By Abraham S. Sollie/GNN Judicial Reporter
The Presiding Judge of the 11th Judicial Circuit for Bomi County, George W. Smith, has dropped all charges levied against a Lebanese national who was at the center stage of the case involving the
15 Liberian girls who allegedly said they were trafficked into Lebanon.
The 11th Judicial Circuit for Bomi County is located in Tubmanburg, Bomi County in Liberia’s Western region.
It can be recalled that Defendant, Abbas El Debes and several others were on April 30, 2015 jointly indicted by the Grand Jury for Montserrado County for Illicit Trafficking in Human Beings and Migrant Smuggling, Gang Rape and Criminal Conspiracy in violation of Sections 14.55(1)(a) and (b) and 14.55(2); Section 14.70(2); and Section 10.4(1) and (2), respectively of the Penal law of Liberia. The case was filed to the First Judicial Circuit Court of Montserrado but was later transfer to the 11th Judicial Circuit Court via a motion for a change of venue filed by the state.
The case was heard at the court by the then Presiding Judge, William B. Sando, Jr. during which time a jury trial was held and the trial jury at the time handed down a 6-6 hanging verdict in January 2016 and a new trial was called for.

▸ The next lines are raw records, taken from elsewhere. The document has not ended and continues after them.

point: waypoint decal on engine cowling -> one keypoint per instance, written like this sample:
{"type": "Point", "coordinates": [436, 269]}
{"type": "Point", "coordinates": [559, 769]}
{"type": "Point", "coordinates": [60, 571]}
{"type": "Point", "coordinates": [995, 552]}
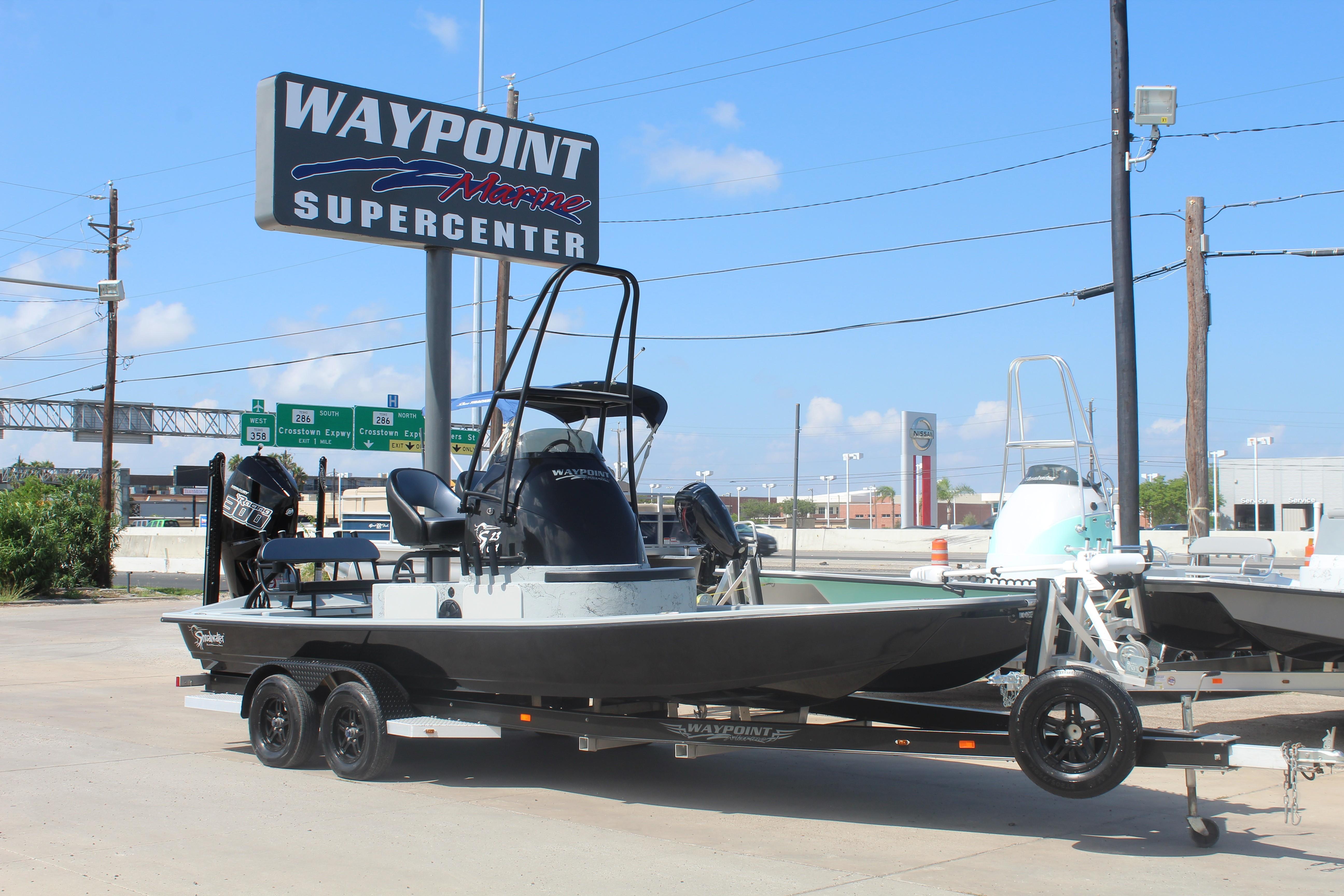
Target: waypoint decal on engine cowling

The new trial started during the February AD 2016 Term of Court and it was it the time presided over by Judge Konoi Nuta and a bench trial was prayed for by the Defendant Abbes El Debes which was granted by the court.
The granting of the new trial rendered the court t sitting as trier of both facts and the laws in the case based on a request for separate trial prayed for by the defendant on May 6, 2016.
“From the respective evidence adduced by both the prosecution and the defense, the question now is whether or not Defendant Abbas El Debes’ guilty has been proven beyond a reasonable doubt to sustain the crime he was charged with,” said Judge Smith.
Judge Smith adjudged that the court observed that principal witnesses of the state had direct personal interest in the case and because of that he said they could gave testimonies that tend to defeat their interests regarding restitution if the state had won the case.
Judge Smith added that he as a jury de facto or trier of fact in this case, he exercised great caution in giving credit and weigh to the testimonies of these interested witnesses.
He added that the failure of the state to produce the best evidence in the case, and the inconsistent testimonies created a doubt which he said operated in the interest of the Lebanese.
He noted that there was a contradiction in the testimony of private prosecutrix with name MP before the Grand Jury and her testimony in court.
The Judge furthered that the failure of the state to produce any of the persons mentioned by another private prosecutrix, GD to the Grand Jury and the court testimonies involving her recruitment to Lebanon created a reasonable doubt in the mind of the court which he said operates in favor of the defendant.
“This court says that it accepts as true Private Prosecutrix BG’s testimony that her food and bathroom were good because this testimony is consistent with and corroborates with the testimonies of defense’s three witnesses: Korpo Ballah, Grace Wrotoe and Jennebah Coleman that Lebanon was good during their house maid work in that country,” he added
The Judge then dismissed all charges against Defendant Abbas Debes due to the inconsistencies of the state witnesses’ testimonies, further ordering that he (defendant) be discharged from further detention and that his bond if he filed any before the court be returned.
He among other things ordered the court’s clerk to issue a release to serve on the Superintendent of the Bomi County Central Prison to have Defendant Abbas EL Debes released.